Series, documentaries and movies
The variety of nations from which this type of productions come reveals that the validity or pending issues of military regimes are a transversal problem to the subcontinent. Among them you can mention fictions When men are alone (Bolivia, 2019), The year of fury (Uruguay, 2020), 1976 (Chile, 2022), The maximum penalty (Peru, 2022), The Andes prison (Chile, 2023) o The escape (Colombia, 2025). In the documentary field, they arose about it THE REVOLUTION AND THE EARTH (Peru, 2019), Condor operation (Argentina, 2020) – which is named after the coordinated international repression plan between six South American countries – or Kill Altamirano (Chile, 2023). For television, it stands out, in addition to The Eternalutawhich had its premiere last week, the Chilean series Allende’s thousand days (2023).
“The productions on memory are already a subgenre.
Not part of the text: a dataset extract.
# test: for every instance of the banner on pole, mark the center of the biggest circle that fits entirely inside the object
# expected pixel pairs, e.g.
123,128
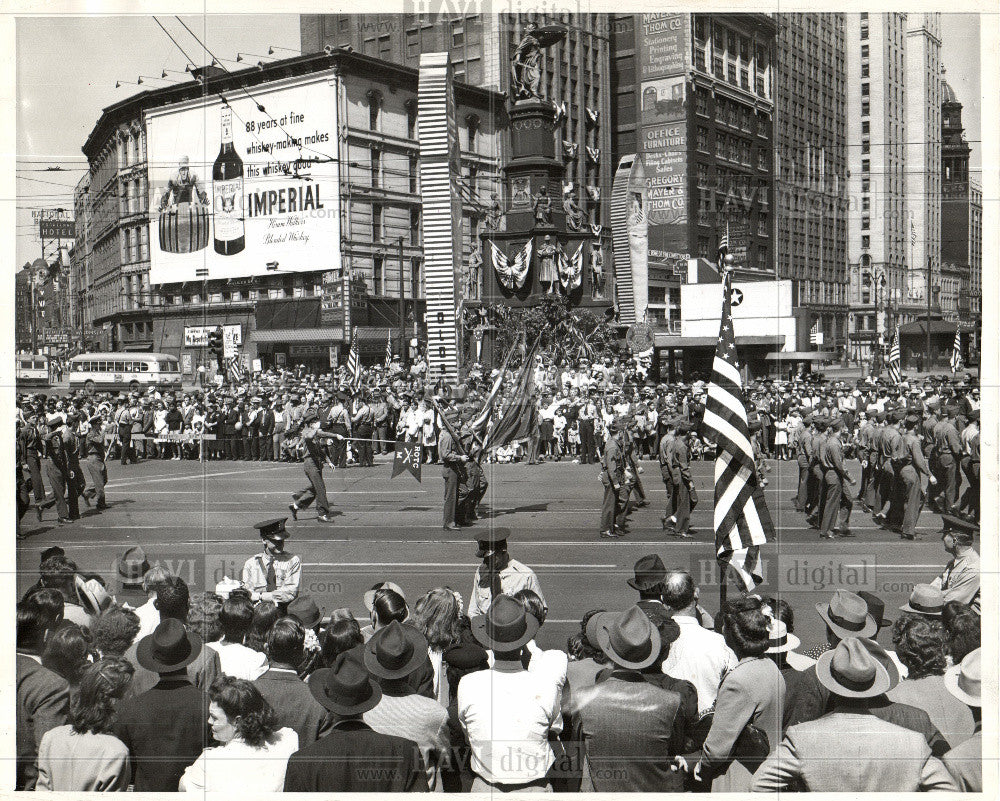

No Latin American Film Festival omits these pieces. Not so much for its programming criteria, but because of its volume, it is something that is always visiting,” says the programmer of the Radical Film Festival and Bolivian researcher Sergio Zapata. Most of these films are narrated as thrillers politicians, in which tension reigns. Except for some exceptions, the protagonists are not leftist guerrillas or occupy a high public office in charge of repression, but on foot people who see their daily life for military harassment and a state of terror that exploits them in their face.
Of course, filmmakers always leave space for a violent scene that reflects the bloody and inhuman of torture to political prisoners in raised centers for this purpose. Lugubres places, with just light, in which shouts of despair of men and women who ask their executioners to stop, such as recreate, are heard I’m still here. Director Santiago Miter opted, in Argentina, 1985by the verbal, through the testimonies of those who came to the trial against Videla and their military board: “The guards began to make a barbecue, they got drunk. They began to torture me, but this time they did not want information; their goal was to tell ‘me as folded and my mother is a daughter of a bitch,” says one of them in the movie.
Moura decided to be more visual and emulate the real denigrations from testimonies in Marighella. In one of the moments of the film, a militant is tied from and feet to a metal chair, with a swollen face and the lips. One of the torturers places a soaked towel on the face and begins to pour water slowly, causing simulated asphyxiation. Another of the detainees is suspended in the air from the wrists, while applying electric shocks in the genitals. The director says: “He wanted to face that torture scene with the greatest possible crudeness. It was very important to provoke the viewer, because the reality was much worse than that, and people need to know what a dictatorship is.”